• Food aversion learning to eliminate cattle consumption of pine needles

      Pfister, J. A. (Society for Range Management, 2000-11-01)
      Conditioned food aversions are a potentially useful tool to eliminate consumption of some toxic plants by livestock. This study examined consumption of pine needles (Pinus ponderosa Lawson) in South Dakota and Oregon by pregnant cattle. Averted cattle were conditioned to avoid green pine needles using a gastrointestinal emetic, lithium chloride; control (non-averted) animals were not treated. Averted and non-averted cattle were offered green pine needles during pen trials, and they were also grazed in pastures with abundant pine needles in 2 winter trials during 1997 and 1998. Averted cattle ate no green needles in pen trials in Oregon and South Dakota in either year; whereas, control cattle always ate some green needles during those tests.

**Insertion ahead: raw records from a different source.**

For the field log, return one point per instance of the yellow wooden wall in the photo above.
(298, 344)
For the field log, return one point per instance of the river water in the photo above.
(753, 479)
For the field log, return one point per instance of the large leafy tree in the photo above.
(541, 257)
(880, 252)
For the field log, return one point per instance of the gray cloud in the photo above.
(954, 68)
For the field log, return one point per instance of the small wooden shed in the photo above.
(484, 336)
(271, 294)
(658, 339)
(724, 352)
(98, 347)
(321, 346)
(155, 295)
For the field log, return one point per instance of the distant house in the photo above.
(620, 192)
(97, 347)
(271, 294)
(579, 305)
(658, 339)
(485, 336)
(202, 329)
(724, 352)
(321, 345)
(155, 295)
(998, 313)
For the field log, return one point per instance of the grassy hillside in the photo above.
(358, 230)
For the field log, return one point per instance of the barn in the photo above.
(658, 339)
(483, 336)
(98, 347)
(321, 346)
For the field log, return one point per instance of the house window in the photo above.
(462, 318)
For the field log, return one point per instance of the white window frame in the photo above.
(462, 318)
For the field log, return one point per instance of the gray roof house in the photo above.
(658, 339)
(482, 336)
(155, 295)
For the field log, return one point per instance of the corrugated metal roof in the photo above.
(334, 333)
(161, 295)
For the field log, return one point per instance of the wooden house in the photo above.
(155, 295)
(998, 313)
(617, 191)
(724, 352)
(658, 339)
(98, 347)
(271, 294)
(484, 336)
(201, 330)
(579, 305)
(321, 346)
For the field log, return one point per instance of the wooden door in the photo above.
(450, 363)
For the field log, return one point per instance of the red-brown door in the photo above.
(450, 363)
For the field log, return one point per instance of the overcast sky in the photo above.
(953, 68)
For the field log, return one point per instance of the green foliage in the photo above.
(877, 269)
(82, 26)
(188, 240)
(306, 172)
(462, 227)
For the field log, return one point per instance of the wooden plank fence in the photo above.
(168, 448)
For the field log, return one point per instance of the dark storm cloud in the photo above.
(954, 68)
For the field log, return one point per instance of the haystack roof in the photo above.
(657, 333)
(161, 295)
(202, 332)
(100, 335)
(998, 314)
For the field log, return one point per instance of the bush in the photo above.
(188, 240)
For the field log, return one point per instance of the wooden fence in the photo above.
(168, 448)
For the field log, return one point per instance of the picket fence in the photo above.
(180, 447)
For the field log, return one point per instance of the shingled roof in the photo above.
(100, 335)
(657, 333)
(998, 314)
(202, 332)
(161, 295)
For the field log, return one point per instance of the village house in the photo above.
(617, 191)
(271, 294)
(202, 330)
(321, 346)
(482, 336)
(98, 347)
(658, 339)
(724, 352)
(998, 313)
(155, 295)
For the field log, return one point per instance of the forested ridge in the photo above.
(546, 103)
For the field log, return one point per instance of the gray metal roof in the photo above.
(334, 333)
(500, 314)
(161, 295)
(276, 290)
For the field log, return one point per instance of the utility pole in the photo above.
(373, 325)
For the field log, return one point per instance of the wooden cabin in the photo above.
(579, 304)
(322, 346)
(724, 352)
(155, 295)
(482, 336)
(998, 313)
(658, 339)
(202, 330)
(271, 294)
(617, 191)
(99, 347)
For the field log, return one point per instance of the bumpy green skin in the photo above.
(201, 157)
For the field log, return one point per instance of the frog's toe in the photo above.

The 1997 South Dakota field trial was inconclusive: the averted cattle ate no needles and the control cattle ate almost no needles while grazing. In the 1998 Oregon field study, the averted cows began eating pine litter after 4 days in the pasture, and the aversion to green needles extinguished rapidly thereafter. In Oregon, controls ate more than 50% of their diet as pine needles, and particularly selected green needles from recently cut trees or branches. When the trial ended after 16 days, the controls and averted cattle were both eating about the same amount of green pine needles and dry needle litter even though they grazed in different pastures. Although averted to green needles, cattle did not appear to generalize the aversion from green needles to dry needle litter. Conditioning permanent aversions may require averting cattle to all forms of pine needles (i.e., green and dry) likely to be encountered in a pasture.